Fujiwara initially pitched the idea as a tool for stopping crime and keeping an eye on children as they walked to school. Before long, cameras began popping up citywide, their locations chosen with public comment. In 2015, the city opened the program to the families of older people prone to wandering.
The cameras themselves do not track people. They are equipped with receivers that communicate with small beacons carried by those enrolled in the program. When bearers of the beacons pass by, the device records their position and sends it to a smartphone app that an authorized caregiver can check.
Fujiwara offered assurances that the data could be viewed only by the family. Still, only 190 older people used the program last year, while nearly half of all elementary school students in the city of 200,000 were registered.

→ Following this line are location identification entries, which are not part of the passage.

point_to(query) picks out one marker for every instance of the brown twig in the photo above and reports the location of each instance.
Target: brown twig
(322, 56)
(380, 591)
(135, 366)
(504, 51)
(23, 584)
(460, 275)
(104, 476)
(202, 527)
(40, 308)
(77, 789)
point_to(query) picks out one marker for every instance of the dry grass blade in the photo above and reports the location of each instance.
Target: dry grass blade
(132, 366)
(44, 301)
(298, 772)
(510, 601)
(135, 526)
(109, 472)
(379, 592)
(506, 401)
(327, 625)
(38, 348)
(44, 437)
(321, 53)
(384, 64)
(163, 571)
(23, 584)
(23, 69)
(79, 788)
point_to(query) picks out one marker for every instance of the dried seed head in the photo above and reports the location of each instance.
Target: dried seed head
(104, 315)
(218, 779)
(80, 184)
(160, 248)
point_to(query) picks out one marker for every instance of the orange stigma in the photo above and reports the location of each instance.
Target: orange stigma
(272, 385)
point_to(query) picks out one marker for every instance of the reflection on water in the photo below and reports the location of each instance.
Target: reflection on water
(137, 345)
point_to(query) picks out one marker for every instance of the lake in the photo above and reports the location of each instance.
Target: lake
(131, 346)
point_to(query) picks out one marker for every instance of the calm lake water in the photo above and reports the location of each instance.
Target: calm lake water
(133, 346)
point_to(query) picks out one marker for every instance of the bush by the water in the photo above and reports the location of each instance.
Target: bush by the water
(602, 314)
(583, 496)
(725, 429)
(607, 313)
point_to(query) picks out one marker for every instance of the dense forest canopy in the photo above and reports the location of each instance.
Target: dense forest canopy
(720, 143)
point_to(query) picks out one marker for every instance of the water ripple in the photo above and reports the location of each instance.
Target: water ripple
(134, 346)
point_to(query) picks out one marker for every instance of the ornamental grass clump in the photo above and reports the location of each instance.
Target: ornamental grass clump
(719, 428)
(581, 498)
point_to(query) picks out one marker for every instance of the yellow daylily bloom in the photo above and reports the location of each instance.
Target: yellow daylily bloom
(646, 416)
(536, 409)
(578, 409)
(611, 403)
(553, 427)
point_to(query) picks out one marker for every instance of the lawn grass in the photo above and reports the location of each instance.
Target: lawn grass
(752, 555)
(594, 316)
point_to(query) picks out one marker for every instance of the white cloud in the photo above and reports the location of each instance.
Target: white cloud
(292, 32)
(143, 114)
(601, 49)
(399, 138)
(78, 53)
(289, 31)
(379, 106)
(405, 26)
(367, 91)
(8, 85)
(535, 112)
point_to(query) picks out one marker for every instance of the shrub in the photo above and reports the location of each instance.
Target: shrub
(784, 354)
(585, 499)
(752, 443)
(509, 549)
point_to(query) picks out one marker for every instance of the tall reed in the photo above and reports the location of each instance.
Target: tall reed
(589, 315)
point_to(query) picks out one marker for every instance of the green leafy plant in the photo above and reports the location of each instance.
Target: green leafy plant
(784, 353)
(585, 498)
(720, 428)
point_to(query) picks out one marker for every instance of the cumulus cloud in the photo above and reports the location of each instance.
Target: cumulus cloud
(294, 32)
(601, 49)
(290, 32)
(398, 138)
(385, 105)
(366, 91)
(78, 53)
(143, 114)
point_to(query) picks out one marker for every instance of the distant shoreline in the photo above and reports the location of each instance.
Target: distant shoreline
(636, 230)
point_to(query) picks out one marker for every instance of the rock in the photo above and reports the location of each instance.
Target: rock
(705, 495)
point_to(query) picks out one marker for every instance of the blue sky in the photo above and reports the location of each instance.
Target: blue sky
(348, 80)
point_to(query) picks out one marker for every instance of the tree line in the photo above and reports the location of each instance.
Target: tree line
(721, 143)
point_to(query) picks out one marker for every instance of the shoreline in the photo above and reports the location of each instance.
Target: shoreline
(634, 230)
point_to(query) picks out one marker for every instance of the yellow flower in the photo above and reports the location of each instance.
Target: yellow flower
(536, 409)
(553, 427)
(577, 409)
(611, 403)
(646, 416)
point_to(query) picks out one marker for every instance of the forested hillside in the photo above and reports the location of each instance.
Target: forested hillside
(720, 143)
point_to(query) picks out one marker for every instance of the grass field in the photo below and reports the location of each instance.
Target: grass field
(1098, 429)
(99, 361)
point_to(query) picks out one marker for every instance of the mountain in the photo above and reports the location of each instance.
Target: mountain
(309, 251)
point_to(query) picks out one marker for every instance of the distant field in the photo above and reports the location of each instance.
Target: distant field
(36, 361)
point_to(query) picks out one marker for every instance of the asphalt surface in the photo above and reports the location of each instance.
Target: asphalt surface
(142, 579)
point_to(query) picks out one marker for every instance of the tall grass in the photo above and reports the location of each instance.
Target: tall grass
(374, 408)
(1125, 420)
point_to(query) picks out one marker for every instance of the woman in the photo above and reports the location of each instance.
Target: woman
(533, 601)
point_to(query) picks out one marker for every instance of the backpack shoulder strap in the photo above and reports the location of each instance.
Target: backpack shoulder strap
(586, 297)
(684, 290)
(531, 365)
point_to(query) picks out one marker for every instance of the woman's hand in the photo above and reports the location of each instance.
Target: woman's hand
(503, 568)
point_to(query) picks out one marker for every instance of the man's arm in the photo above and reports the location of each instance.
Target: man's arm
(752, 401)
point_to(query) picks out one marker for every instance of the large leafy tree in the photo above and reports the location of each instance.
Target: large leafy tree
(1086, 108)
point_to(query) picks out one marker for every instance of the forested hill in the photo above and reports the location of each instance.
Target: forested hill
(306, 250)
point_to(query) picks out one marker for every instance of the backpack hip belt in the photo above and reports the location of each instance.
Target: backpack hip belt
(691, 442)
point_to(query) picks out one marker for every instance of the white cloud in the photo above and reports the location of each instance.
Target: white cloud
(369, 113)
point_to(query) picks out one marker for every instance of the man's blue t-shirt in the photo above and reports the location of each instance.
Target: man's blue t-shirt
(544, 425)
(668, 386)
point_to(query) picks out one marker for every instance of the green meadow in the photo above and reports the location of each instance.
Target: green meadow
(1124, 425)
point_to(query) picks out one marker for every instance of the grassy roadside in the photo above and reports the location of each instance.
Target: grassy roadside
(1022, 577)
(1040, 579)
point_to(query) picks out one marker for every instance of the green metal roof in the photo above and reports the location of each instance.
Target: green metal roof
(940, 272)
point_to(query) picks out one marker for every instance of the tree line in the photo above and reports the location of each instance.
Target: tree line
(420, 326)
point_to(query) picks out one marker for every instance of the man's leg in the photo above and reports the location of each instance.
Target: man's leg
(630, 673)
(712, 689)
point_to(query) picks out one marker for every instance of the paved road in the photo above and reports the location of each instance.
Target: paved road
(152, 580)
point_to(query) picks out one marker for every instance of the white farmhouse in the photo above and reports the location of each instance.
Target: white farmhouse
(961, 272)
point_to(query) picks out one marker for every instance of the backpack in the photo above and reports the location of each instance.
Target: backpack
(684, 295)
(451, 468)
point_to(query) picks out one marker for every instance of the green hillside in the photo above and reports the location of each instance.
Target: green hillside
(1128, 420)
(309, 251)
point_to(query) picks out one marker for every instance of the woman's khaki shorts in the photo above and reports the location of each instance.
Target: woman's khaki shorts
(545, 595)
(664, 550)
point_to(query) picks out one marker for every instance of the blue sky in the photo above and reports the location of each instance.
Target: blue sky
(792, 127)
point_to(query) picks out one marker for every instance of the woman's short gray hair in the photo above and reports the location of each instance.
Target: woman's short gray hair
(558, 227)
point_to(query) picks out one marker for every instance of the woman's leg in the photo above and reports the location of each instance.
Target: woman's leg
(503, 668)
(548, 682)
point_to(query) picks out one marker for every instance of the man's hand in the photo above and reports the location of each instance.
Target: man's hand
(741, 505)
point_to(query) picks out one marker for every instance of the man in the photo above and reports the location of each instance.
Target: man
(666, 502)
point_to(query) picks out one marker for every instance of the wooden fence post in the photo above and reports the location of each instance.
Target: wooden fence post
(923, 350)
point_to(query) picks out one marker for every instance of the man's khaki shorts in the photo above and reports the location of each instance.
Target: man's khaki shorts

Uchida's son, Shintaro, who works in the city hall, signed his father up in 2019. (His family agreed to discuss Uchida's experience to further public understanding of dementia.)
His father was a proud man who believed in staying busy. After he retired, he immediately landed another job. In his early 70s, though, he began having trouble driving. His memory faded.
Uchida, now 78, had spent decades in Itami, raising his family and working at a printing company. But when he went on his daily walks, the streets were no longer familiar. During one month, Uchida disappeared three times, his wife, Keiko, said. The tracking program helped slow his wandering but could not stop it.
In March, his family reluctantly placed him in a nursing facility.
His beacon now sits in his home, indicating only his absence.